For most early users of Datus, the defaults worked fine. SQLite stored relational state. LanceDB handled vector search. Both were embedded, zero-configuration, and fast. But as Datus moved into more serious production environments, the same question kept coming up: what if we can't run those here?
The new storage adapter layer is the answer.
The problem with hard-coded storage
Data teams don't get to choose their infrastructure. A shared Postgres instance might be mandatory for compliance. An enterprise vector store might already be deployed and licensed. Running SQLite in a containerised production environment might be blocked by policy. An on-premises deployment might have no outbound network access at all.
When storage is hard-coded into the agent, none of these constraints can be accommodated without patching core code — which means forking, maintaining divergence, and absorbing every upstream change by hand.
More subtly: hard-coded storage makes every team's deployment identical in a domain where deployments are anything but. The knowledge base a fintech team builds looks nothing like the one a logistics company builds. The scale, the query patterns, and the infrastructure expectations are different. A storage layer that can't adapt to these realities is a ceiling, not a foundation.
What the adapter layer changes
The new architecture separates what Datus does with storage from which storage technology it uses to do it.
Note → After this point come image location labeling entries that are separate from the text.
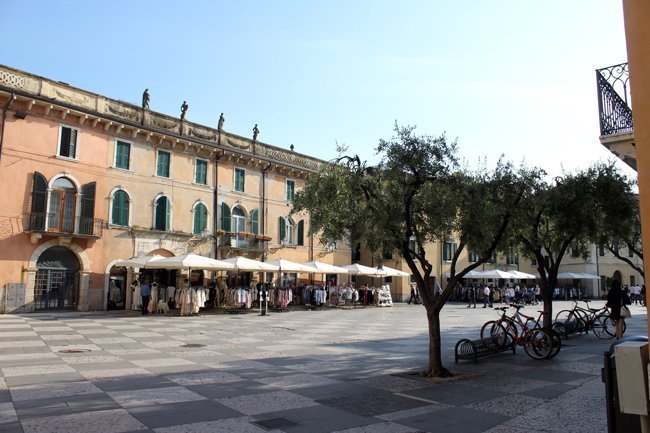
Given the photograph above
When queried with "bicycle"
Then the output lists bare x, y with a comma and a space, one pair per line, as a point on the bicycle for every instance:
522, 330
579, 319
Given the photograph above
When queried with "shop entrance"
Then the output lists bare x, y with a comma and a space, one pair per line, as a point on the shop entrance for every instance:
57, 280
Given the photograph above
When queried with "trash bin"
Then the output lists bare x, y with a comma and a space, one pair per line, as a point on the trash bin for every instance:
617, 422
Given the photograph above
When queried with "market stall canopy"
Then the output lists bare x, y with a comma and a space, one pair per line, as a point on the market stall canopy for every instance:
249, 265
472, 274
495, 273
289, 266
576, 276
357, 269
191, 261
522, 275
139, 261
324, 268
391, 272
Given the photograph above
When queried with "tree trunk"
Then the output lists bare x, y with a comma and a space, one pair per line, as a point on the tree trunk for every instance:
436, 369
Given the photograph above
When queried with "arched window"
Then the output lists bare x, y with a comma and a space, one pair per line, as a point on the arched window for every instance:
120, 214
161, 213
200, 219
63, 202
238, 220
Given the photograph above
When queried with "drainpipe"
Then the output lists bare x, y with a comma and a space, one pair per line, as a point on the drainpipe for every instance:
4, 119
215, 201
263, 210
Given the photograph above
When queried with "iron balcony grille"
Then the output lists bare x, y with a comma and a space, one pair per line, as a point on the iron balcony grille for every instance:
54, 223
614, 100
244, 241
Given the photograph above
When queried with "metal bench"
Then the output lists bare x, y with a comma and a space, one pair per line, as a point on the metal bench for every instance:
475, 349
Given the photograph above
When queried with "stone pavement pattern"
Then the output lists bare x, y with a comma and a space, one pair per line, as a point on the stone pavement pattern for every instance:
302, 371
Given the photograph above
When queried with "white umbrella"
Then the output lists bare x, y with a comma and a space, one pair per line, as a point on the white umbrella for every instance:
390, 272
139, 261
577, 276
191, 261
495, 273
357, 269
324, 268
289, 266
522, 275
248, 265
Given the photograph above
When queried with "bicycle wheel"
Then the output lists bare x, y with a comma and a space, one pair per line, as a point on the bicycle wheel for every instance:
486, 329
570, 321
557, 344
538, 343
602, 328
560, 330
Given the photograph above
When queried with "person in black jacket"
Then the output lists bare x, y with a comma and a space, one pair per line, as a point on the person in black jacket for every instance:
616, 299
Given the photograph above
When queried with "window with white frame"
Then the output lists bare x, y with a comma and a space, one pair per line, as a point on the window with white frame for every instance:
163, 163
120, 208
68, 142
122, 154
200, 219
240, 179
201, 172
291, 190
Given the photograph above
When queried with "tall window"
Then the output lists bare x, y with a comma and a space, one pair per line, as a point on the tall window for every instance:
120, 214
446, 251
122, 154
200, 219
63, 201
238, 225
201, 174
162, 166
161, 217
240, 176
291, 189
286, 227
68, 142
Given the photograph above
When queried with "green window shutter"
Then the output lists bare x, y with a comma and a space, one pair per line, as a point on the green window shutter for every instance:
200, 218
39, 202
255, 221
283, 228
162, 213
64, 146
163, 164
120, 208
225, 217
122, 154
87, 213
201, 171
301, 232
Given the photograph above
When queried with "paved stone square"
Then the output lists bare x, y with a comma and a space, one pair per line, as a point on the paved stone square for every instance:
300, 371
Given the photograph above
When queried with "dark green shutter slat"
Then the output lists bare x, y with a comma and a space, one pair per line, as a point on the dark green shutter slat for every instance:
255, 221
39, 202
301, 232
225, 217
283, 228
65, 142
87, 208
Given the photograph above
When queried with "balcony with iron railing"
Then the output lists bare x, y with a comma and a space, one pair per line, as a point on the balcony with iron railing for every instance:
243, 241
615, 112
62, 225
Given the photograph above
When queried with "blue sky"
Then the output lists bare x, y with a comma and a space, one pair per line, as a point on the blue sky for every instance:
513, 77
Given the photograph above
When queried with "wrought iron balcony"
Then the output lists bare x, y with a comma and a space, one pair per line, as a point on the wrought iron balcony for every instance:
243, 241
57, 224
614, 100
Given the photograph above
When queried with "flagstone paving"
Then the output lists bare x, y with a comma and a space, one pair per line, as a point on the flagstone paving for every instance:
301, 371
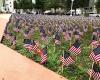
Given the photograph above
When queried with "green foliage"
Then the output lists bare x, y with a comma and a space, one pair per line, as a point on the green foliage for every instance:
98, 6
76, 71
23, 4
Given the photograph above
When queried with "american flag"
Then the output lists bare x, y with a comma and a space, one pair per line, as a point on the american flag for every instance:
95, 54
57, 39
66, 59
27, 44
76, 35
75, 48
44, 55
94, 41
96, 72
36, 48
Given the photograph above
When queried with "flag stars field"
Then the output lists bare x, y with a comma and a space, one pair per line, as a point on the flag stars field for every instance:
60, 43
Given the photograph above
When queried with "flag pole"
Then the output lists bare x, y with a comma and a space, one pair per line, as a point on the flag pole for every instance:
91, 72
62, 68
Datus needs two fundamentally different kinds of storage. Relational storage holds structured operational state: conversation history, schema cache, subject taxonomies, session metadata. Vector storage holds the semantic knowledge base: KPI definitions, reference SQL patterns, domain rules, everything the agent uses to give context-aware answers rather than generic ones.
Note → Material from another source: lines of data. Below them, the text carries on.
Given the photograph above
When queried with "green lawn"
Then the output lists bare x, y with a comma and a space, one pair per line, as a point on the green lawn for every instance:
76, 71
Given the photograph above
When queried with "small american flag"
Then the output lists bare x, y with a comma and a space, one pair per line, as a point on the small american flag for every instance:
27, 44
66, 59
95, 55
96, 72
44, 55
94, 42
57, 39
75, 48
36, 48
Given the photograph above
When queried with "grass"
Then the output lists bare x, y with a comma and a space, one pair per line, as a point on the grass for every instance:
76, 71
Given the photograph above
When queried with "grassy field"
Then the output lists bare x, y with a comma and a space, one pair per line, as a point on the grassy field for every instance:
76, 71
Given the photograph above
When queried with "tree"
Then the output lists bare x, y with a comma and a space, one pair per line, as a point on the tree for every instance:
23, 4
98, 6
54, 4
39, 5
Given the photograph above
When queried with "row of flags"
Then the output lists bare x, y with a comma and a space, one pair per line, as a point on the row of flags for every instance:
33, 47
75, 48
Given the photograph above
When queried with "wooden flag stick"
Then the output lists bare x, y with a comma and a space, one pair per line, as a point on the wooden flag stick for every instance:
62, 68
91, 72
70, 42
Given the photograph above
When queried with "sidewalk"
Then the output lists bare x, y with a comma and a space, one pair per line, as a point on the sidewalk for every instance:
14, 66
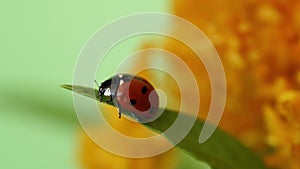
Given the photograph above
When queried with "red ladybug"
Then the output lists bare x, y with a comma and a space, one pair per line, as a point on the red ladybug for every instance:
131, 93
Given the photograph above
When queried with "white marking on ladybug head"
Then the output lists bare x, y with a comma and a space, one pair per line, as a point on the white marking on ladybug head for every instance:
107, 92
121, 81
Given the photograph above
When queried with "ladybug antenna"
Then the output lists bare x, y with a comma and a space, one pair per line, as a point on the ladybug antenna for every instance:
96, 83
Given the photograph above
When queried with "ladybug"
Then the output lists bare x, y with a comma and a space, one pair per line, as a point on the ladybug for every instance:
130, 93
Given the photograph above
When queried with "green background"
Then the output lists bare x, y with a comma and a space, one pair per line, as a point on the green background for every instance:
40, 42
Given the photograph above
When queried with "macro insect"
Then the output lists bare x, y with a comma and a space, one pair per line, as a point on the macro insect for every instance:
130, 93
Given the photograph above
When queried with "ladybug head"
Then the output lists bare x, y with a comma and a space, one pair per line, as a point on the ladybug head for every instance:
105, 92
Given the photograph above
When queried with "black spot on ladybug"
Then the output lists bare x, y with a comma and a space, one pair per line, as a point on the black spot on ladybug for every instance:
133, 102
144, 89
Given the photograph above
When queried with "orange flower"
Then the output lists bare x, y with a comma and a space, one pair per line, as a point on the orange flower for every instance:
94, 157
Both are now fully pluggable. Datus defines a clean contract for each — what operations it expects, what data flows in and out — and any backend that satisfies that contract can be used in its place. The defaults (SQLite and LanceDB) remain exactly as they were for teams that don't need to change them. For teams that do, it's a single configuration line.
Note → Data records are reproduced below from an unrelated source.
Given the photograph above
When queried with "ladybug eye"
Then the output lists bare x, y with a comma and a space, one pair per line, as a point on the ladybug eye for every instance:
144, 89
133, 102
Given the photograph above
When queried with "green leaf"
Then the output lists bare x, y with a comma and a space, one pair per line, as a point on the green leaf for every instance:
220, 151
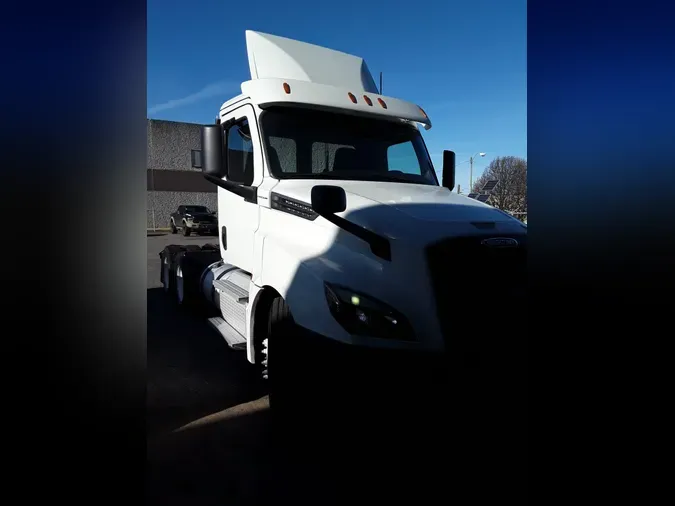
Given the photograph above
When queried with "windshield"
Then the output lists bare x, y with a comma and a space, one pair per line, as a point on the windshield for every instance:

Why this matters for data engineering teams
The knowledge base travels with your infrastructure
The knowledge base is the most valuable artifact a team builds while using Datus. It accumulates SQL patterns, metric definitions, business rules, and the institutional knowledge that normally lives in someone's head or an unread Confluence page. Making that knowledge base portable — able to run against whatever vector store your organization already operates — means it can live in production infrastructure, benefit from existing backup and replication policies, and scale with your data platform rather than alongside it.
Session memory works across your deployment model
Multi-turn agent sessions are only useful if the memory persists reliably. In single-developer use, SQLite is ideal. In a shared deployment where multiple analysts use the same Datus instance, a shared relational backend means sessions, schema metadata, and taxonomy state are consistent for everyone. Switching the relational backend requires no changes to the agent, no migration scripts, and no interruption to running sessions.
Enterprise deployments become first-class citizens
Many data platforms have strict controls on what software can be installed, what can reach the network, and what storage engines can hold sensitive metadata. An adapter-based model means that an organization running an approved enterprise vector database and a managed PostgreSQL service can run Datus entirely within that stack — without a carve-out for embedded storage engines that haven't gone through security review.
Third parties can extend without forking
The adapter contract is published as a standalone package (datus-storage-base). Any team — or any storage vendor — can implement the contract and publish it as an installable adapter. Installing the adapter is sufficient; no changes to Datus configuration files, no restarts, no core modifications. This means the ecosystem of supported backends can grow independently of Datus's release cycle.
Continuity for existing users
The adapter layer is purely additive. Teams running on the defaults see no change at all — SQLite and LanceDB are still registered and active out of the box. The knowledge bases, session histories, and schema caches built on previous versions continue to work exactly as before.
Switching backends is a deliberate choice, not a forced migration. When a team is ready — when they want the knowledge base in their enterprise vector store, or session history in their managed database — the transition is a one-line change in agent.yml and an adapter package install. The agent's behavior is unchanged. The data it has accumulated remains accessible.
The bigger picture
Datus is built around a core idea: that data work benefits from an agent that learns, remembers, and reasons about your specific data environment rather than treating every query as a blank slate. That capability depends entirely on storage that is reliable, scalable, and appropriate for the environment the agent lives in.
The storage adapter layer makes that environment a variable, not a constraint. Whether Datus runs on a developer's laptop with embedded defaults, inside a cloud data platform with managed services, or in an on-premises deployment with strict infrastructure controls — the agent's reasoning capabilities, its knowledge base, and its memory are fully available.
The thinking is the product. The storage is just where it lives. Now teams can choose where that is.